9) Aile ve Sosyal Politikalar Bakanlığı bünyesinde sosyal çalışmacı, öğretmen, psikolog, tabip, diyetisyen, teknisyen, taşeron firma çalışanları gibi birçok personel bulunmasına karşın personel sayısı hizmet sunma açısından eksik kalmaktadır. Daha nitelikli hizmet verilmesi ve personel verimliliğinin arttırılması için çalışan sayısı acilen artırılmalıdır.

 

10) Sendika olarak, Bakanlık çalışanlarına yönelik yaptırdığımız anketlerde sadece yüzde 32'lik bir kesimin çalışma şartlarından tam anlamıyla memnun olduğu görülmekte, ancak diğer yüzde 68'lik kesimin ise yüksek düzeyde tükenmişlik yaşadığı görülmektedir.

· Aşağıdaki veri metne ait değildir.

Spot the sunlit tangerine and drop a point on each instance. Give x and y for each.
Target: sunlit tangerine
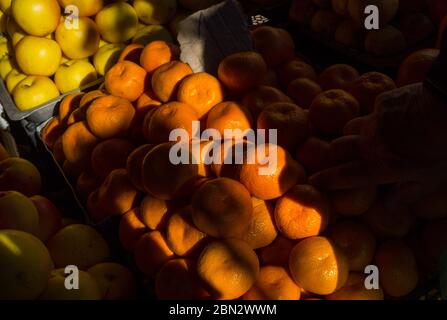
(110, 154)
(131, 229)
(331, 110)
(357, 241)
(151, 253)
(256, 100)
(134, 165)
(290, 121)
(175, 272)
(222, 208)
(229, 115)
(303, 91)
(368, 87)
(168, 117)
(182, 236)
(338, 76)
(202, 91)
(167, 78)
(132, 53)
(228, 268)
(165, 180)
(242, 71)
(261, 229)
(126, 80)
(318, 266)
(78, 143)
(296, 69)
(302, 212)
(110, 116)
(156, 54)
(273, 283)
(286, 173)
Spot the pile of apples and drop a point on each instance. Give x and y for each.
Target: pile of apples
(403, 24)
(48, 51)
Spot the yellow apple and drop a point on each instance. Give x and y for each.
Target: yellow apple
(37, 17)
(38, 56)
(34, 91)
(107, 57)
(6, 66)
(155, 11)
(74, 74)
(117, 22)
(25, 263)
(86, 8)
(151, 33)
(13, 78)
(5, 6)
(78, 43)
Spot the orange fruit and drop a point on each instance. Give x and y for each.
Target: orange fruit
(256, 100)
(175, 272)
(156, 54)
(110, 116)
(151, 253)
(368, 87)
(357, 241)
(147, 101)
(154, 212)
(290, 121)
(243, 71)
(386, 224)
(338, 76)
(132, 53)
(131, 228)
(109, 155)
(274, 44)
(314, 155)
(266, 178)
(277, 253)
(273, 283)
(168, 117)
(167, 78)
(296, 69)
(201, 91)
(303, 91)
(318, 266)
(228, 268)
(165, 180)
(126, 80)
(416, 66)
(222, 208)
(78, 143)
(134, 165)
(261, 229)
(69, 104)
(229, 115)
(397, 268)
(352, 202)
(302, 212)
(332, 110)
(182, 236)
(354, 289)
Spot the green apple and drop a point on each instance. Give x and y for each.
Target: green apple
(34, 91)
(107, 57)
(74, 74)
(151, 33)
(155, 11)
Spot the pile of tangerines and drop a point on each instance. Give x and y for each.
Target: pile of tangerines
(225, 231)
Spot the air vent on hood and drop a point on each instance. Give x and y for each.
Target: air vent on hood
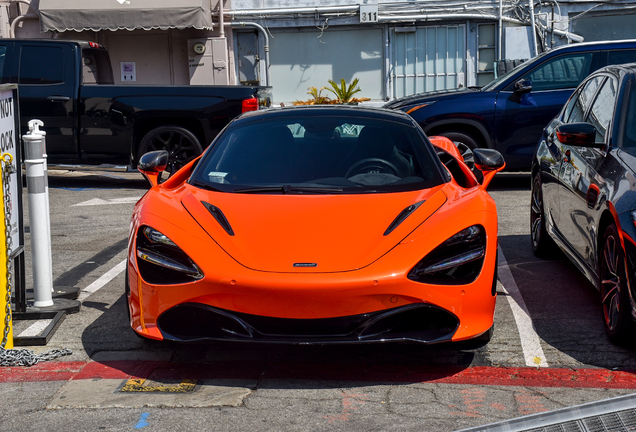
(219, 216)
(402, 216)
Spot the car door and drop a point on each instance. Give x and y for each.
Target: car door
(581, 185)
(47, 87)
(520, 118)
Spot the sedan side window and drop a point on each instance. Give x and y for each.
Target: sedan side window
(561, 73)
(577, 107)
(603, 109)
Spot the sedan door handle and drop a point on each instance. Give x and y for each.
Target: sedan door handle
(58, 98)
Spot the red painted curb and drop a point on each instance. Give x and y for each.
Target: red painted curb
(478, 375)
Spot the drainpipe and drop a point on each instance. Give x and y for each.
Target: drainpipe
(499, 56)
(221, 18)
(17, 21)
(262, 29)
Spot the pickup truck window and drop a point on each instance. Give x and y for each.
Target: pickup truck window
(3, 52)
(32, 69)
(561, 73)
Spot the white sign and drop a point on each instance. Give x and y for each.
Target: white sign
(8, 144)
(128, 71)
(368, 13)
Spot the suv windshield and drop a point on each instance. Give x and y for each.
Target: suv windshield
(309, 152)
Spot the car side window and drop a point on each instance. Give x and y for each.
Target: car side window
(622, 56)
(603, 109)
(562, 72)
(575, 112)
(32, 60)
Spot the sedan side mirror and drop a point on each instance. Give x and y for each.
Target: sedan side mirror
(152, 164)
(489, 162)
(524, 85)
(578, 134)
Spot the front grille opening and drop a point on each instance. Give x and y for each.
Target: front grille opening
(422, 323)
(192, 322)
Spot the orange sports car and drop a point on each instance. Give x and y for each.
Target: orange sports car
(316, 224)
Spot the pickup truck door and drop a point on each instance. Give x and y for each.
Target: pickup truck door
(47, 85)
(520, 118)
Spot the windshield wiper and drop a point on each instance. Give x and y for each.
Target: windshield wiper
(205, 186)
(289, 189)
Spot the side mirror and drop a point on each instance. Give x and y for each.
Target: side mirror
(522, 86)
(152, 164)
(489, 162)
(578, 134)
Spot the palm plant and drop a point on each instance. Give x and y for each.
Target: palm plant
(319, 99)
(343, 92)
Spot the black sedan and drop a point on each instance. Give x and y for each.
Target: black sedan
(584, 191)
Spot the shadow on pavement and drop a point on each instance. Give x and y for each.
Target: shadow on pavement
(329, 364)
(564, 306)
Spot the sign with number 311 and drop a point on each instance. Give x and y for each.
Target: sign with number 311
(368, 13)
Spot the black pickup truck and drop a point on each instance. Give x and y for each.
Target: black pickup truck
(90, 121)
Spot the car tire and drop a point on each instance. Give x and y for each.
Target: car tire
(181, 144)
(615, 302)
(465, 143)
(541, 242)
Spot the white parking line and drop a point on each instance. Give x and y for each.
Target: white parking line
(35, 329)
(530, 342)
(102, 280)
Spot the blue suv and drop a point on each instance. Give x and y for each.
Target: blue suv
(510, 113)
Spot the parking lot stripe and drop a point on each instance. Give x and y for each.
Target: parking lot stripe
(530, 342)
(123, 371)
(35, 329)
(102, 280)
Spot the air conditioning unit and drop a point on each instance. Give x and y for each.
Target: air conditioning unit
(208, 61)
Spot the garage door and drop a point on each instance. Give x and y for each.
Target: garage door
(428, 58)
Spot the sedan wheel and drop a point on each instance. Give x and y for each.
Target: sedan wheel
(614, 296)
(542, 244)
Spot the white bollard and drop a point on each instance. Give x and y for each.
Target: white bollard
(35, 163)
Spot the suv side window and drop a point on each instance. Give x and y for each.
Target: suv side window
(622, 56)
(561, 72)
(577, 107)
(603, 109)
(41, 65)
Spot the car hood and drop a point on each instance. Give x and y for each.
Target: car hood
(308, 233)
(427, 96)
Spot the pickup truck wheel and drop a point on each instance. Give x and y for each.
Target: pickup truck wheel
(465, 143)
(182, 145)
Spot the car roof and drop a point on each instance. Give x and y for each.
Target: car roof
(590, 46)
(329, 110)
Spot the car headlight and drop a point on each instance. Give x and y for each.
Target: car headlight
(161, 261)
(457, 261)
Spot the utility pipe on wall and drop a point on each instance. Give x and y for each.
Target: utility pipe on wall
(266, 47)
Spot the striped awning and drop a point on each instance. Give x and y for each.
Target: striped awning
(79, 15)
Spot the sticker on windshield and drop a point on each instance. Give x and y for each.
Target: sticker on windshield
(217, 177)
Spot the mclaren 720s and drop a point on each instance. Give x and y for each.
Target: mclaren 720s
(317, 224)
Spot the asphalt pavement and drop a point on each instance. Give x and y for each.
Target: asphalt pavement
(548, 351)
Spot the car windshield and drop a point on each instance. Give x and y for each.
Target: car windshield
(491, 85)
(309, 152)
(628, 130)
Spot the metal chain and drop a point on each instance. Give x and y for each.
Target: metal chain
(16, 357)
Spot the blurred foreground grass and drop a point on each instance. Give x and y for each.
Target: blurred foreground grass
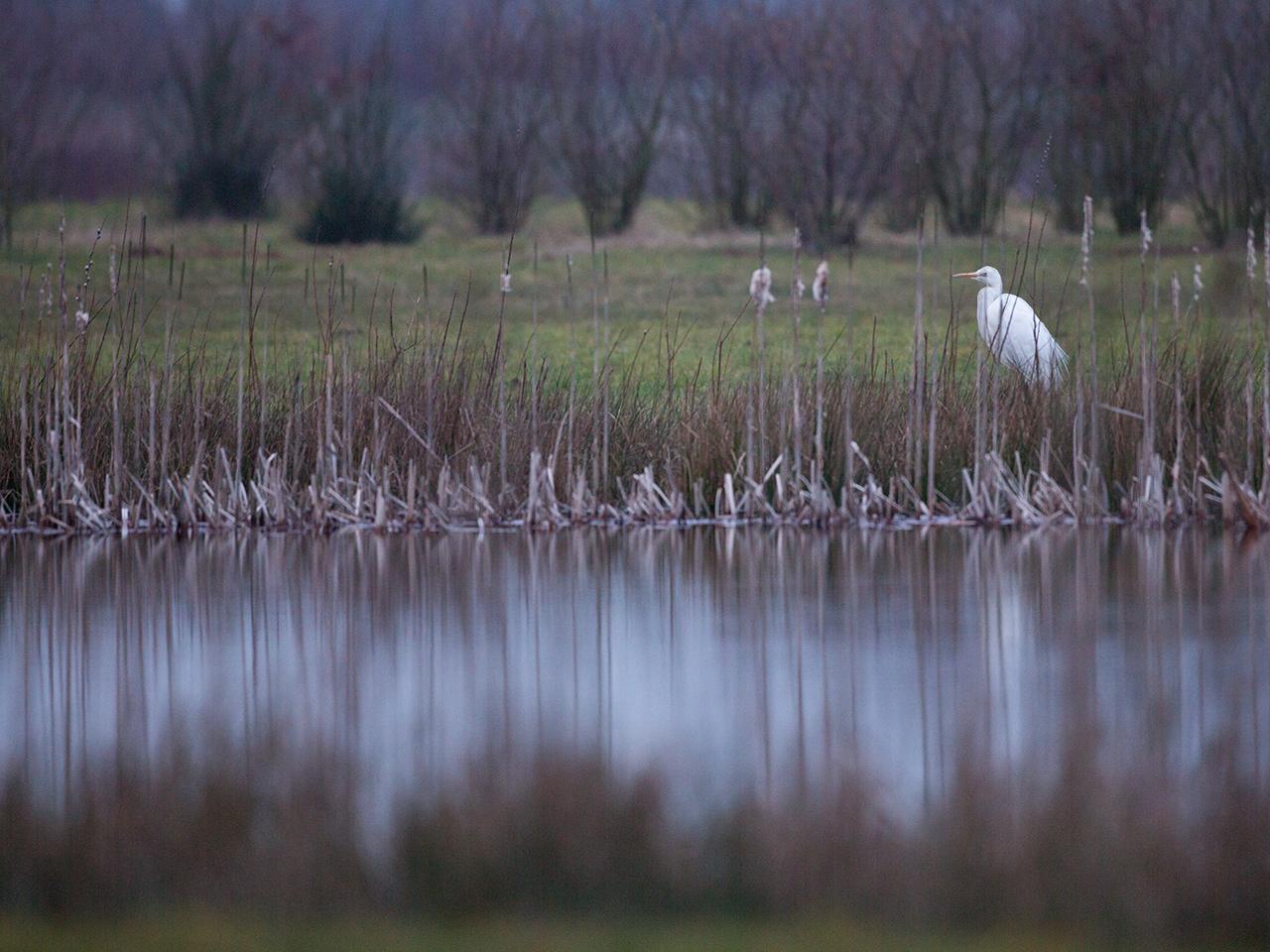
(666, 271)
(209, 933)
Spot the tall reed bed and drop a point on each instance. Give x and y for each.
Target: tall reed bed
(423, 426)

Hem toplumumuz hem de çalışanlarımız açısından son derece önemli olan bu durumun pozitife çevrilmesi noktasında, Bakanlığı, bir an önce çalışanlarının iş memnuniyetlerini artırıcı uygulamaları hayata geçirmeye davet ediyoruz.

 

11) Başkanlar kurulumuz, yukarıda belirtilen hususlarda, Genel Merkez Yönetim Kurulu, 85 Şubesi, yaklaşık 2500, il, ilçe, kurum temsilcisi ve 175 bin üyesinden aldığı güçle birlik ve bütünlük içinde, sendikal mücadelesini en etkin şekilde sürdürecektir.